17-18 Tooks Court, Cursitor Street, London EC4
(020 7404 1818)
Meal for two, including wine and service, £70 TO £100
I am not entirely convinced by the name of this week's restaurant. I accept that Dine has a certain Ronseal simplicity. If you go to a place with that word above the door you can be sure it won't be to have your bunions treated; food will be involved somehow. But, beyond that, it doesn't say much does it: Dine? On what? And is that an order? It speaks of hours of furious debate over the naming of the new venture, until the candles burned low and the wine in the bottles was lower still. And then somebody shouted: 'Sod it! I need my bed. Let's call it Dine.' And everybody agreed and went home.

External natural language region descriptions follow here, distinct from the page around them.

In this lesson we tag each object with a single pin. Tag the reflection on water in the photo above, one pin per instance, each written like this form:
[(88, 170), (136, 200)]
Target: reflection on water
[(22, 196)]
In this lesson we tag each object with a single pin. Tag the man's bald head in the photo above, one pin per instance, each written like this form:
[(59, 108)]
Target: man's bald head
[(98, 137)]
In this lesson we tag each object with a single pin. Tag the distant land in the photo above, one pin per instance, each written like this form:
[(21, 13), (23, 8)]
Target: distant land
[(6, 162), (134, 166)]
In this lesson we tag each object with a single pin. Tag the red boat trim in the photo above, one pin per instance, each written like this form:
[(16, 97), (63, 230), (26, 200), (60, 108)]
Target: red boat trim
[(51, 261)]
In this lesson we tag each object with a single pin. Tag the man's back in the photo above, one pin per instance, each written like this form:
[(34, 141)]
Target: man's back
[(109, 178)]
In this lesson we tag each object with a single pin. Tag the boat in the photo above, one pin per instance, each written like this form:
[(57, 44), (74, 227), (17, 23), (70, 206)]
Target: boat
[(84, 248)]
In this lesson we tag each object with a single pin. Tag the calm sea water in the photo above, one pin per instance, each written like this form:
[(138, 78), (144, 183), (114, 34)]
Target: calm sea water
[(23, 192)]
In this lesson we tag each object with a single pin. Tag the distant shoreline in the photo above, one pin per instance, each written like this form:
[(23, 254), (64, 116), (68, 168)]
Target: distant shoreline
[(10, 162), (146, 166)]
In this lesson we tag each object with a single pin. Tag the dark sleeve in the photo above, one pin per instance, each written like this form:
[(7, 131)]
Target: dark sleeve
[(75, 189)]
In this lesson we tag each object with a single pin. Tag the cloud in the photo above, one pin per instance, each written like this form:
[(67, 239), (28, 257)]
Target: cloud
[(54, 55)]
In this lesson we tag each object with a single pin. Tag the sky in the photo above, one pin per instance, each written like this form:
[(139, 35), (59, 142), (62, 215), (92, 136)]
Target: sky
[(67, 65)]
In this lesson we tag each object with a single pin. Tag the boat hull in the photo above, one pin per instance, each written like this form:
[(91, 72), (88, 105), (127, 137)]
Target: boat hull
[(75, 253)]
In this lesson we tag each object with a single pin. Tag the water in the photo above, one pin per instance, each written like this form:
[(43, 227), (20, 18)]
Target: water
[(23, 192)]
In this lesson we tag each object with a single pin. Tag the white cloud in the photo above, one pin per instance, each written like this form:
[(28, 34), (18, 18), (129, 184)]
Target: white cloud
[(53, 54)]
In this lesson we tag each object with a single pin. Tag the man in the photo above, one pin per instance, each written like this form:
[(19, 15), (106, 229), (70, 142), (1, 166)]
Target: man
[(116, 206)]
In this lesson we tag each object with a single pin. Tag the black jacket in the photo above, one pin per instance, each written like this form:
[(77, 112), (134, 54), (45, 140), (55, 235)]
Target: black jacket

What most intrigues me is the complete absence of personality or individual character in the name, given that it is attached to a restaurant which has so much of both. For example, at the back of the place, just behind the long wooden bar, is a football table. Apparently it was a major feature here when it was merely a wine bar, doing food at lunchtimes, and though the whole operation has now moved up five gears since then, the football table remains. Chef Thomas Han, who used to cook at Roussillon in London's Pimlico, likes a game between services, I was told, so the table stayed.
The restaurant, which seats only a couple of dozen, is located in a gussied-up alley off Holborn and is a simple affair. There are dark-wood floors, a few bits of floaty fabric, and some unworrying pieces of art on the walls. The menu descriptions have the same simplicity and, for once, what it says is what you get. Too often these days - particularly in London - a dish will be described by a single word. It will say 'pig', but what will come is a bit of belly and some loin. And some trotter. And a curl of tail. And something previously unimagined with a porcine eyebrow. And a witty little foam made from the spleen. I have come to assume that the simpler the menu description, the more complex the dish will be.
Not at Dine. Three courses from the main menu here is £30, with a couple of other dishes - scallops say, or beef (the menu changes regularly) - offered at a supplement. From that menu my companion chose a dish listed as 'Alain Ducasse's chestnut veloute, wild mushroom ravioli and glazed chestnuts'. (Curiously, this dish, named after a revered French chef, comes from the part of the menu listed as 'UK appetisers'. No idea why.) What arrived were two small, round ravioli and two chestnuts, arranged side by side in a dry bowl, like punctuation marks. Then a second waitress arrived with a hot copper pan of the soup. Three ingredients on the menu and three ingredients in the bowl. It was very good, particularly when the soft, smooth flavours of the veloute were combined with the denser texture of the whole chestnuts and the richness of the pureed mushrooms in the ravioli.
Thomas Han likes his wild mushrooms, because they turned up in my starter and main course, both chosen from the daily lunch menu. At £16 for two courses and £19 for three this is a serious bargain. Usually these menus are dominated by ingredients from the cheap end of town: it's the place to find salmon or chicken or guinea fowl (which sounds more exotic than chicken but isn't really). Here, though, the starter was an open ravioli of Lake District hare, long braised until the fibres had given up the will to cling to each other, with sauteed mushrooms between thin layers of very good pasta.
My main course displayed the same keen interest in dark winter flavours. There was a generous slab of sauteed calf's sweetbread with one luscious pearly langoustine and two slices of cep. A slick of meaty jus and that was it. It takes real self-confidence to plate up so little and make so much from it. The same instinct for simplicity was shown in the other main course, a thick boned-out steak of sea bass, cut through the fish (rather than as a fillet), with spears of chicory cooked until they were falling apart.
The only misfire in our meal was a rhubarb cheesecake. The biscuit base was crisp and the filling had a distinct cheesiness which, despite the dish's name, is so rare, but the rhubarb puree, though a fantastic shade of pink, was under-sweetened. All it brought to the dish was sourness. I did much better with a luscious brick of a crisp and chewy iced praline beneath a blanket of dark, shiny chocolate sauce.
In short, a fine meal available at a reasonable price - particularly if you choose the lunch menu. One quibble: they charge £1.50 for bread, though they plonk it on the table without mentioning this. They should simply bump the price of the menu up a little. Nobody will complain when the cooking is this accomplished. Plus, there's always the opportunity for a free game of table football.